Cleveland Park, an upscale neighborhood here in the District of Columbia, might be the last place you would expect appeals to the principles of the free market. It is, after all, the home of what David Brooks once called ”Ward Three Morality,” an outlook that celebrates government control of the economy. But not always.
Recently an entrepreneur proposed opening a new wine store in Cleveland Park. He sought the support of the advisory neighborhood commission, a local government board, before making his case for a liquor license to DC’s Alcohol Beverage Control Board. The most serious opposition to the entrepreneur’s plans seems to have come from an existing wine store nearby. According to its attorney, the existing wine store was “a beloved extension of the community.” More candidly he noted the new store would offer competition to the existing business. At this point, you might think: the Cleveland Park commission blocked opening of the new business while congratulating themselves on protecting the town from a ruthless “capitalist logic.”

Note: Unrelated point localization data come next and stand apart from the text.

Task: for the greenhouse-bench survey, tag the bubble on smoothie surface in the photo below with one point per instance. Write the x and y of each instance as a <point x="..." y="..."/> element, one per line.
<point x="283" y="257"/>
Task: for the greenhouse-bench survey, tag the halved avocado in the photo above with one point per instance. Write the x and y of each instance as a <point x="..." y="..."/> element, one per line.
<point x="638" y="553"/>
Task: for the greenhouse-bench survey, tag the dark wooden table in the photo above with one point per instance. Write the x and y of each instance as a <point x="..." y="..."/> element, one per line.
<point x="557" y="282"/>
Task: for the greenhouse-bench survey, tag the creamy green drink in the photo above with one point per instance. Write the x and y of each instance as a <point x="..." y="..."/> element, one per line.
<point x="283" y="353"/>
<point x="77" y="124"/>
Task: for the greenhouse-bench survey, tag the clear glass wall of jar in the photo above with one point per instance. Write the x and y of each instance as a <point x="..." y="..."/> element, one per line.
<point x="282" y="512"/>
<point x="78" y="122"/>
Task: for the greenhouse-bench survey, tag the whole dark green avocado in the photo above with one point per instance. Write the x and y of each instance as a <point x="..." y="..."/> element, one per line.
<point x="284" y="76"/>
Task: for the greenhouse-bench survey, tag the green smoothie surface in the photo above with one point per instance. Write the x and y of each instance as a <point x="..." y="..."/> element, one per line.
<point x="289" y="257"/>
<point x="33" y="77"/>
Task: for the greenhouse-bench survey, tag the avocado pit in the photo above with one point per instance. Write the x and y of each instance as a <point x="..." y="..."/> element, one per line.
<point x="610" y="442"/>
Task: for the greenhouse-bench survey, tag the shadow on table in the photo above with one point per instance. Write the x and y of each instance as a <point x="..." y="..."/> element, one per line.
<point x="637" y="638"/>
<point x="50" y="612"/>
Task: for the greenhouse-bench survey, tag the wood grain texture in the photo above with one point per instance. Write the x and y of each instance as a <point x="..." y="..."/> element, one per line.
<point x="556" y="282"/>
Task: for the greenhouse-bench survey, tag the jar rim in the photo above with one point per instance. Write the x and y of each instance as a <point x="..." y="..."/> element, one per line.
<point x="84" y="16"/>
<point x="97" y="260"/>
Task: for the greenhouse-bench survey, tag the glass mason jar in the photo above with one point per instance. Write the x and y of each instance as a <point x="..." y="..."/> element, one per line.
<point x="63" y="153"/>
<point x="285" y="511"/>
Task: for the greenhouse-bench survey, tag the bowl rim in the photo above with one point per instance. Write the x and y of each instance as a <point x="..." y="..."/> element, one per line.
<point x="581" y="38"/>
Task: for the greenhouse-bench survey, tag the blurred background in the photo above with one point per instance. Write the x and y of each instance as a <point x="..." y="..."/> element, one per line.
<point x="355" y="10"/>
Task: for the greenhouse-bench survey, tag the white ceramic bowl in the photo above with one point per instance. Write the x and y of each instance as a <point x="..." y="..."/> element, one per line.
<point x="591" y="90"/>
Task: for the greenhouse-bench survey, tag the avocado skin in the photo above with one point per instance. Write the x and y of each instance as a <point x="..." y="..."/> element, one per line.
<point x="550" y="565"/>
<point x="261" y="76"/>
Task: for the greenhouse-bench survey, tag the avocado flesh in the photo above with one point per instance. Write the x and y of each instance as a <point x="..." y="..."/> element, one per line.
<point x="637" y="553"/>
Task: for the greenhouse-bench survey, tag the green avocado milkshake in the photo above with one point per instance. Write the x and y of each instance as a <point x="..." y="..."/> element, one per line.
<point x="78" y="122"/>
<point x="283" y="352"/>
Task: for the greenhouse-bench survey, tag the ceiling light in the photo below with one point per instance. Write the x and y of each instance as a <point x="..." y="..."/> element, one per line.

Well, not quite. Peter Fonseca, the lawyer for the entrepreneur, reportedly “urged the commissioners to consider free-market principles when making their decision. ‘This is America.’” And they did: “Commissioner Richard Rothblum agreed, saying commissioners should not get in the way of free enterprise. ‘I don’t think we have any place telling people what their business plan should be.’” The commission then voted 8-0 to support the entrepreneur’s effort at the Alcohol Control Board. The appeal to “free market principles” seems to have carried the day in Cleveland Park!
Perhaps this is only the beginning. If the free market is desirable for fine wines, why not the auto industry and the banks?